As I am focusing on monitoring subject, I was wondering if it is possible to set alarm based on prediction instead of simple thresholds. Dynatrace has predictive anomaly detection feature, but in this blog, I want to test if on-premises solution could help on this. We will see what Prometheus is capable of.

Alarm and Threshold

When we set up monitoring on an IT system, we usually think of thresholds. These are nice and easy to understand as we are used to it. For example, trigger a major event when partition occupancy reached 90%. Based on experience, we can fine tune this be warn at the right moment. Unfortunately, in some situations having a static threshold is not the best solution.

predict_linear

predict_linear is a query function provided by Prometheus which requires two arguments:

  • a range-vector
  • a time in seconds to predict what value will be

Based on the range-vector, it will find the line that could, as precise as possible, predicts the next values (more information here).

Let’s take node_filesystem_free_bytes gauge as example. I am running in background the following script to fill the partition slowly (1 MB every second):

for i in {0..100000}; do echo $i; fallocate -l 1m file${i};sleep 1;done

After almost an hour, I am seeing this when I plot node_filesystem_free_bytes{mountpoint="/",job="node"}:

Of course, such a linear pattern does not reflect what we are seeing in a more real scenario, but this will help to confirm predict_linear function works.
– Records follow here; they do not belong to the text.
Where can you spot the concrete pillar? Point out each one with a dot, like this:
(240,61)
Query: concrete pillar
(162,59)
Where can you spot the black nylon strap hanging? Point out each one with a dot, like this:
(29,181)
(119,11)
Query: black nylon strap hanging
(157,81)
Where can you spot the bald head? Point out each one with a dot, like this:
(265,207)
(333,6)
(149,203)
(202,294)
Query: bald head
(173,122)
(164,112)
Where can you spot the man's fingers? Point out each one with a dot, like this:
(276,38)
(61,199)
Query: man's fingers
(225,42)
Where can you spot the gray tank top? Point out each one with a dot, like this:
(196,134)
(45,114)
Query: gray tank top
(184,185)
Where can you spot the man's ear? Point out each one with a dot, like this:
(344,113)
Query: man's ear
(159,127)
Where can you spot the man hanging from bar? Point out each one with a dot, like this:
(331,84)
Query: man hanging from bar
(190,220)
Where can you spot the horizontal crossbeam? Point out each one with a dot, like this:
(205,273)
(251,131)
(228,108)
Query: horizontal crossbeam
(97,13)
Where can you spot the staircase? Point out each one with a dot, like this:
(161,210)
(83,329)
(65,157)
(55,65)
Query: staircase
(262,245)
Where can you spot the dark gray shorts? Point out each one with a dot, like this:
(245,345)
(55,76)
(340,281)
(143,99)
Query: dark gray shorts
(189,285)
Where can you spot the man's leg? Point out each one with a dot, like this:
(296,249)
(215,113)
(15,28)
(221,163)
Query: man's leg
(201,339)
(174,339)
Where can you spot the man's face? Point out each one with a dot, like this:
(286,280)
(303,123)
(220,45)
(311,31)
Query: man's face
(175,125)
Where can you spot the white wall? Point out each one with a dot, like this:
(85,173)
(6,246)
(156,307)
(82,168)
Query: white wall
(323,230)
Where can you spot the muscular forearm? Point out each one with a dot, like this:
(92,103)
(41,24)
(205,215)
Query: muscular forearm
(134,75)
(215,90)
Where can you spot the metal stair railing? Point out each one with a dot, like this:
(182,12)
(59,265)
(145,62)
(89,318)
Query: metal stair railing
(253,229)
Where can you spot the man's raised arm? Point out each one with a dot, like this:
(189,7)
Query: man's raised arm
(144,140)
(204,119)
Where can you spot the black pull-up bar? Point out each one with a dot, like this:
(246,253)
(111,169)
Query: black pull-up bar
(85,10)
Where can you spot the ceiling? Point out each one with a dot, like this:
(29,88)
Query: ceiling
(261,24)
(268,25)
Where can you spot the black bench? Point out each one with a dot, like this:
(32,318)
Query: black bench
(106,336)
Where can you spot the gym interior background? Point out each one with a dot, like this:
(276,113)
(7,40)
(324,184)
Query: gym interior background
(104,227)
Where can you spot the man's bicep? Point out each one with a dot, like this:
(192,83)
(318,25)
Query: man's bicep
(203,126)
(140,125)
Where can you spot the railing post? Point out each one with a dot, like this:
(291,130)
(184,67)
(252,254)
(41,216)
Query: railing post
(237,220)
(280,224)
Now, we can add another query in Grafana:

predict_linear(node_filesystem_free_bytes{mountpoint="/",job="node"}[1h],3600)

1h means we are gathering a range-vector data of 1 hour; thus it will be able to forecast 1 hour after current time. 3600 is the number of seconds after the current time to compute forecast value.
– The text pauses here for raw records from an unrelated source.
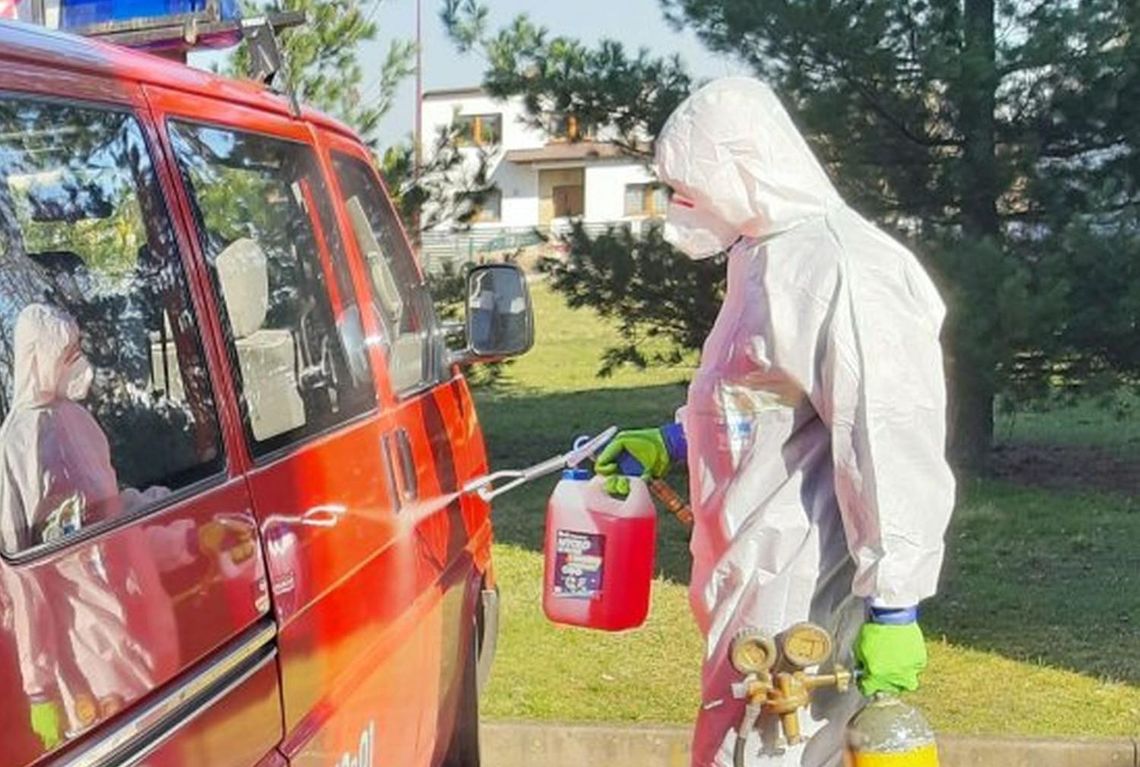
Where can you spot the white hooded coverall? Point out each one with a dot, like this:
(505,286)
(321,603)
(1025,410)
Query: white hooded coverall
(816,421)
(81,619)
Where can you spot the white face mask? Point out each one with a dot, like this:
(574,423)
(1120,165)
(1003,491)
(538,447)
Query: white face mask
(695,234)
(78,380)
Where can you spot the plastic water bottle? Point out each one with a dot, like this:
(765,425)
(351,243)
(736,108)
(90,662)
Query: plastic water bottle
(600,554)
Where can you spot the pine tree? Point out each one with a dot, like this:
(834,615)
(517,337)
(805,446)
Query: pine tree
(998,137)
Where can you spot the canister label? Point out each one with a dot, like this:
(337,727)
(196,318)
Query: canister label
(578,564)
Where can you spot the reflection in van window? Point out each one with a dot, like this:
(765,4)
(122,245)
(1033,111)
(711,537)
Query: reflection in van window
(279,270)
(400,298)
(104,393)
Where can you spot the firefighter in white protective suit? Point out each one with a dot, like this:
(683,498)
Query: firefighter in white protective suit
(814,429)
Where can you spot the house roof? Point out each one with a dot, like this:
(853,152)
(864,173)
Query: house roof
(566,151)
(455,92)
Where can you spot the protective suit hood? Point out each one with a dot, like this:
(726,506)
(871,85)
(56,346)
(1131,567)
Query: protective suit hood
(48,362)
(734,156)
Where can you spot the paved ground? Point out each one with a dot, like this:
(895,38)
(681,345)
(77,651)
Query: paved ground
(552,744)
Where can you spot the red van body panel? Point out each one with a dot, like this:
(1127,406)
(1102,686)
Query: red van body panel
(365,580)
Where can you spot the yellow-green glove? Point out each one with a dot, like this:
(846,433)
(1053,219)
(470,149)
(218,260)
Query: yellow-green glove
(892,657)
(636,453)
(47,723)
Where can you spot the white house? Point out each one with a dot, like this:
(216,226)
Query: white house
(542,179)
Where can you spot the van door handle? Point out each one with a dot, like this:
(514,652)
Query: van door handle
(326,515)
(409,484)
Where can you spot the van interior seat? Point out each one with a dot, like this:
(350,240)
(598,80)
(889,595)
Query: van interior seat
(267,357)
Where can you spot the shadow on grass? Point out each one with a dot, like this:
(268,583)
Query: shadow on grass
(1032,574)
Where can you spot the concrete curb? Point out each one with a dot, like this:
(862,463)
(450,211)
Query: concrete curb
(553,744)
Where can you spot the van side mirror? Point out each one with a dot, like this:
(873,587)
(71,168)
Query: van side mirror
(501,318)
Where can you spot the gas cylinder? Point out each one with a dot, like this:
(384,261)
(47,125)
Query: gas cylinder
(888,732)
(600,554)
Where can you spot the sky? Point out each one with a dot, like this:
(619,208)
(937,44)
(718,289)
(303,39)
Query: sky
(634,23)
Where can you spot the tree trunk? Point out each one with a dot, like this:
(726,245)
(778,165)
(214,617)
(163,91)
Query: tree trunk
(978,102)
(971,422)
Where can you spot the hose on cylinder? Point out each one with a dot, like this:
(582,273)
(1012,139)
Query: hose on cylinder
(747,726)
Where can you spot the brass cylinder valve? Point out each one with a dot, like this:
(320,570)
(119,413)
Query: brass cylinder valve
(775,677)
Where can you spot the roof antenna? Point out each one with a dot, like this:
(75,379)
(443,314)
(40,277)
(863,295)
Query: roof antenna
(267,65)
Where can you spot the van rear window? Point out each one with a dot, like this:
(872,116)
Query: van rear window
(400,296)
(105,400)
(278,268)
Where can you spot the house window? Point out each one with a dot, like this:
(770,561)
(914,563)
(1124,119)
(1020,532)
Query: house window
(569,201)
(646,200)
(568,128)
(489,210)
(479,130)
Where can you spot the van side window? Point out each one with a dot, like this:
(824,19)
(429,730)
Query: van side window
(279,271)
(400,298)
(105,399)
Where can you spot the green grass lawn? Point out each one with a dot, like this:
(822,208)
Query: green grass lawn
(1086,423)
(1034,631)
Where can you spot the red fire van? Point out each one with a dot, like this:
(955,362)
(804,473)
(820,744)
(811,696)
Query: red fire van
(233,440)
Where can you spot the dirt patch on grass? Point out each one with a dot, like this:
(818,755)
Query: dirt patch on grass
(1069,467)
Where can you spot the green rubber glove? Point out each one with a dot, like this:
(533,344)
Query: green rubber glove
(892,658)
(646,446)
(47,725)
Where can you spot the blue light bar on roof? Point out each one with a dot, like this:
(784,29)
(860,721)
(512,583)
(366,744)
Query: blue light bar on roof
(139,23)
(88,13)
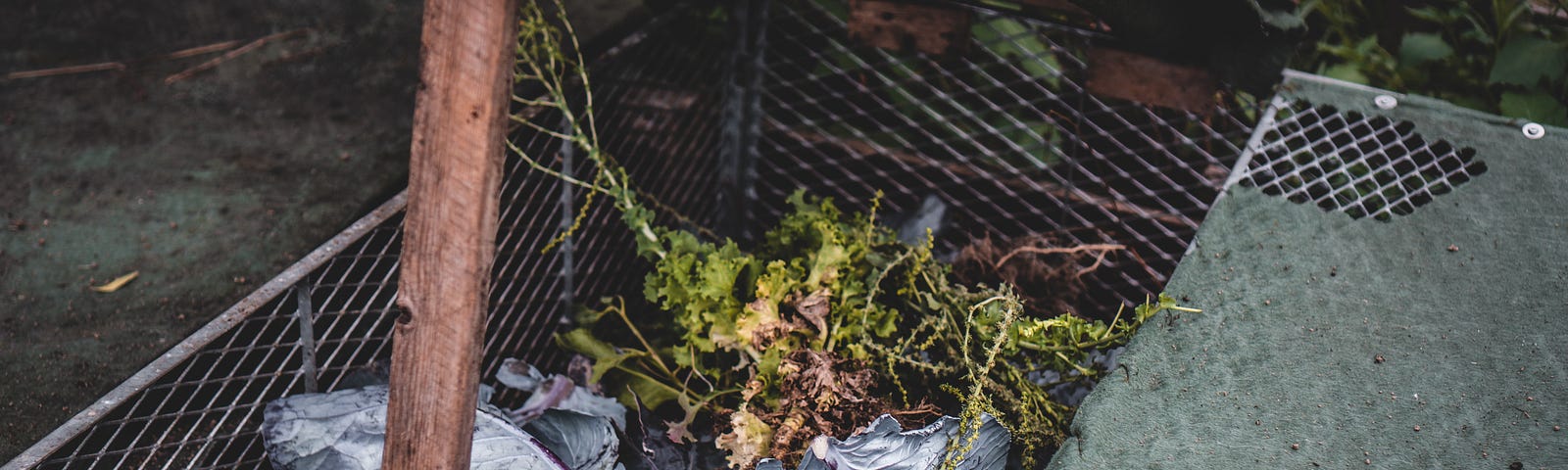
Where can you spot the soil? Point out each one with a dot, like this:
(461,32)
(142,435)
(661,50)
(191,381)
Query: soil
(208,187)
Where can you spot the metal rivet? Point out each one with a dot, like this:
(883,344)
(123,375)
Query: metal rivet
(1534,130)
(1385,102)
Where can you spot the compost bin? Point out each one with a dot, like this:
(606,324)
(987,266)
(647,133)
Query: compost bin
(718,119)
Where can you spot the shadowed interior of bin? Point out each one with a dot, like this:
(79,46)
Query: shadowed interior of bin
(1011,145)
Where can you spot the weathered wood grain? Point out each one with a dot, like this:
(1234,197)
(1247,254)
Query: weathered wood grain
(449,234)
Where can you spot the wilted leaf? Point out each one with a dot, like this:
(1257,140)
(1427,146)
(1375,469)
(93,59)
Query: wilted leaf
(580,441)
(118,282)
Screenshot taken at 13:45.

In yellow, we can see the predicted value in 1 hour (3600 seconds). If we compare predicted value 1 hour ago (yes, it sounds stupid) and current value we can see it matches:

Screenshot taken at 13:50.

Now, to display future data, we simply need to modify time range To field:

Which will show following graph:

Screenshot taken at 14:00.

It shows that free space prediction is 110 GB in 1 hour. Let’s do some math to check:

Current occupancy is 113 GB. The script is filling at the rate of 3,6 GB/h (1 MB/s => 60 MB/min => 3600 MB/h), so we are good.

Going Further in Future

That’s interesting, but how would knowing the occupancy rate one hour in the future help me anyhow?

Let’s create another query on 1 day:

predict_linear(node_filesystem_free_bytes{mountpoint="/",job="node"}[24h],86400)
Screenshot taken at 14:15.

If I move the mouse over the Predict 1d curve, I will notice that at a point in time, it will be a negative value. As you know available disk space can’t be a negative value which means that if I do not take any preventive measure, the partition will be full on the next day around 23:00.

Turn this into an Alert

The idea is to get alerted whenever the prediction in next 24 hours will reach 0. So, the alert expression uses previous query result is less than 0.

Here is an example of alerting rule for space usage:

groups:
- name: Node
  rules:
  - alert: PredictedOutOfSpace
    expr: predict_linear(node_filesystem_free_bytes{mountpoint="/",job="node"}[24h],86400) < 0
    for: 5m
    labels:
      severity: warning
    annotations:
      summary: Root Partition will be out of space

It is possible to make this raised any number of days before free space gets to 0 by adjusting the two parameters.

Conclusion

With this kind of alerting, I will be warned before we reach full partition. In the example above, assuming we are friday, if I look at current usage (ie. 104GB free space), nothing to worry about. But if we look at the prediction, we know we will have a full partition during the week-end.

If we want to avoid being disturbed outside office hours, we must think how prediction could help us. Even if it is not as powerfull as Saas monitoring solution (linear regression is basic deep learning), I am sure we can do even better.